In contrast to my usual posts, I have chosen to write about something personal this week.

The Intimate Newsflash is as follows: I am going travelling. Not as in, I’m going on a gap yah to Asia to find myself/mess around with Hugo and Bunny whilst I wonder what the hell to do with my life/pose in as many thong bikinis as I can fit in to my suitcase. No, instead I am going interrailing around Europe which, in my humble opinion, will definitely have its benefits…

It’s cheaper.

I am travelling by train, staying in a mixture of youth hostels and other people’s homes and not doing a cringey cliché bungee jump. If I wanted to prove my courageous and daring spirit on this trip, I would probably start by attempting to speak to the people I meet in their own language. I might even sacrifice the money for a fishbowl to buy a phrase book.

It is closer to home.

As a person who has never really been capable of going for too long without a) my own bed and b) my Nan’s cowboy hotpot, Europe is definitely a better choice for travelling than halfway across the globe, because I will not have to compensate for the jet-lag by staying away for six months. But before you elect me to Chief of the Fun Police, I have to add that there is just as much adventure to be found in our own continent. It is only the curse of the Bragosaurus which makes people think they have to skip Europe for more ‘exotic’ climes. Paris, Rome and Barcelona are equally as fabulous as the Great Wall of China.

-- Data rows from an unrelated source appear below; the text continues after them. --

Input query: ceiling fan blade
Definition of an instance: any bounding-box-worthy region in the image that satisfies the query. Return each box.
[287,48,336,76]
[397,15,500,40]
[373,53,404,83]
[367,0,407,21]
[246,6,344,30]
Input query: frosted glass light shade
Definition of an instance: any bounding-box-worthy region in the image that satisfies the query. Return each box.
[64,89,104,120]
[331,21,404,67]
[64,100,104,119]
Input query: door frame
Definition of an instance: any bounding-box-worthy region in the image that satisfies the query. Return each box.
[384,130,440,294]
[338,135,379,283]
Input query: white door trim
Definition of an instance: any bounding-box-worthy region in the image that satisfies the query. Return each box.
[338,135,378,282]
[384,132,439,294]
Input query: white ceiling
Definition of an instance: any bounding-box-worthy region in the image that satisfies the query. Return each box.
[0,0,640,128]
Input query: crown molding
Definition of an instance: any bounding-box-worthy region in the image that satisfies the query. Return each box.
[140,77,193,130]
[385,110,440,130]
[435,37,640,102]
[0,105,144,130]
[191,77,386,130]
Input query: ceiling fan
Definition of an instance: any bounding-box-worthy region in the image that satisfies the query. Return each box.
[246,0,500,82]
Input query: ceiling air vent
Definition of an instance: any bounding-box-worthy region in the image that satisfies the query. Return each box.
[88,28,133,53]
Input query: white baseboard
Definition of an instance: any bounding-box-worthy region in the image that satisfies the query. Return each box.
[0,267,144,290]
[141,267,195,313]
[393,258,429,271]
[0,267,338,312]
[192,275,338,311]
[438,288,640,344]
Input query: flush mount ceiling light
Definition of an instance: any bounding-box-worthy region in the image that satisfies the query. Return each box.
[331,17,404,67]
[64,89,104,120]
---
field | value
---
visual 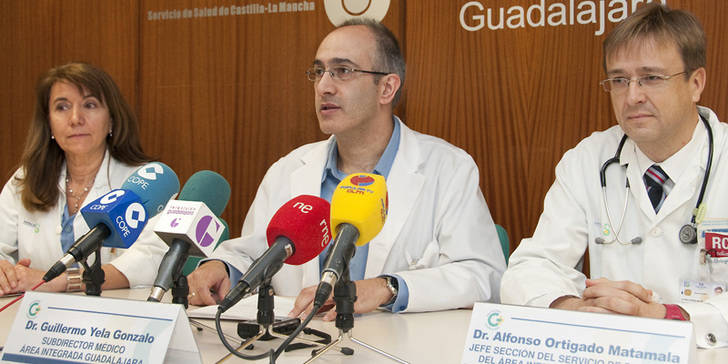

My interpretation of the Bragosaurus

However, even I will admit to there being one flaw in my Grand Plan.

Travelling through Europe is the perfect opportunity, you might say, to practice my undergraduate French, eight years in the making. Yes, I may have dreams of having a tête-à-tête with a Frenchman who is simply blown away by my words; however I don’t think many Frenchmen would be blown away by a heated discussion about euthanasia. Contrary to practically every exam board and university in the country, natives are not accustomed or partial to swotty travellers trouncing them in a debate on the use of genetically modified organisms in farming or the death penalty. Shocking, isn’t it? Hence, I am sceptical that my dreams of being swept off mes pieds by a Frenchman will come into fruition. And I am even less confident about the other countries!

But you never know, in four weeks time I might have donned my flamenco shoes and charmed the churros off a Spanish señor. We’ll see.